Bölüm 14

8.5K 104 0
                                    

''Peki ya yanından ayrılmayan kadın ne alaka?''

''Bayan Süslüden bahsediyorsun sanırım. Biz ona burada Bayan Süslü deriz. Onun kadar boyanan birini hayatımda görmedim henüz. Sonra sallanan küpeler, şangırtılı bilezikler, üst üste kolyeler takar. Bari bir şeye benzese bayağı çirkin bu''

''Kim bilir kaç saatte hazırlanıyordur. Valla ben hiç sabahın köründe kalkıp da o kadar süslenemem. Benim uykum daha değerli.''

''Ne yaparsın şekerim.

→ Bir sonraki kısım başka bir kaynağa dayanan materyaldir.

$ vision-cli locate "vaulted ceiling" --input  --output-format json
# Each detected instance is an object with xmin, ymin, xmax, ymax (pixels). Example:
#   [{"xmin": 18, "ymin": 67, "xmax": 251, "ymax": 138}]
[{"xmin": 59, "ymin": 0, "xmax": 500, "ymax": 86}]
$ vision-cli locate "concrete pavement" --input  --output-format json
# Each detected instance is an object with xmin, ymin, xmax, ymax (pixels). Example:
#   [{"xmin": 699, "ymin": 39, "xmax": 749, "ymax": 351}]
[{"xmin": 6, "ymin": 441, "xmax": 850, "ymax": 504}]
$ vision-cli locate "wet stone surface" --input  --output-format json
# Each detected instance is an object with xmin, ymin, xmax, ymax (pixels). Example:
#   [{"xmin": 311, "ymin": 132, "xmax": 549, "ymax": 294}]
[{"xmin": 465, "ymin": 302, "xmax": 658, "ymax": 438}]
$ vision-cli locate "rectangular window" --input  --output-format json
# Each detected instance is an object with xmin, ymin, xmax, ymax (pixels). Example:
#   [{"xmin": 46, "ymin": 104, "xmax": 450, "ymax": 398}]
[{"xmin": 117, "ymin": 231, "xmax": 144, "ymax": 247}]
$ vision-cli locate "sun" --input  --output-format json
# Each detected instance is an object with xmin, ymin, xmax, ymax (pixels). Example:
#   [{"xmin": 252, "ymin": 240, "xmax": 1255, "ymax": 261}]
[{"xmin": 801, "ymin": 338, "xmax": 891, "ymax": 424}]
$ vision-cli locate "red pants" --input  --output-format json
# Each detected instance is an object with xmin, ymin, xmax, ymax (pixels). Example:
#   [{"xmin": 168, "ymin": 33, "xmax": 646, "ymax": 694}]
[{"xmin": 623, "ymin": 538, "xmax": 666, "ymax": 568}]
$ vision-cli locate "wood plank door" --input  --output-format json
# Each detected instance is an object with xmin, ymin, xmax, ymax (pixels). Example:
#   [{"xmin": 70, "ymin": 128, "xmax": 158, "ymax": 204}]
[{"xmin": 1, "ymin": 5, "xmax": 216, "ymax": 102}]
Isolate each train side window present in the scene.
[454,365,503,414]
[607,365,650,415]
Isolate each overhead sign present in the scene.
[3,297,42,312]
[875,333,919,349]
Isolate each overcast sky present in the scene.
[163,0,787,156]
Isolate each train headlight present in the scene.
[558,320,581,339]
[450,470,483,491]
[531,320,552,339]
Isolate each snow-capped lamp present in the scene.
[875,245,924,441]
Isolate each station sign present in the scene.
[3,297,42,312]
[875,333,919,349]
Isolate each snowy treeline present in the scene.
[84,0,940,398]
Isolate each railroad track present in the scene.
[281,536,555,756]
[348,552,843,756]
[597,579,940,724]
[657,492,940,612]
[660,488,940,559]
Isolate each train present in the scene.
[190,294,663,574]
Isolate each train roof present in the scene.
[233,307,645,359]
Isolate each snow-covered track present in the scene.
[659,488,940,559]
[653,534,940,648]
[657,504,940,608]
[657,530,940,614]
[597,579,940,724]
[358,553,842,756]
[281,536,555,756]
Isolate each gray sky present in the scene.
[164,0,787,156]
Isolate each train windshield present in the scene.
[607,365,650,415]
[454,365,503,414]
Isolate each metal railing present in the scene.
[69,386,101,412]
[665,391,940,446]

Bu tipler böyle. Baktı işiyle yükselemiyor böyle yürürüm diyenlerden''

''Haklısın valla.''

Neyse biz sonra devam edelim. Birazdan Talha Bey gelir. Bizi böyle görmesin.

Masama geçmemle Talha'nın içeri girmesi bir oldu. Odasına geçip her zaman ki gibi sekreter Banu'yu arayıp, orta çekerli kahve istedi. Çok geçmeden Banu'nun sesi koridorda yankılandı.

''Talha Bey kahveyi sizin götürmenizi istiyor''

Kahveyi alıp, Talha'nın odasına gittim. Nedenini bilmediğim bir şekilde gülesim gelmişti.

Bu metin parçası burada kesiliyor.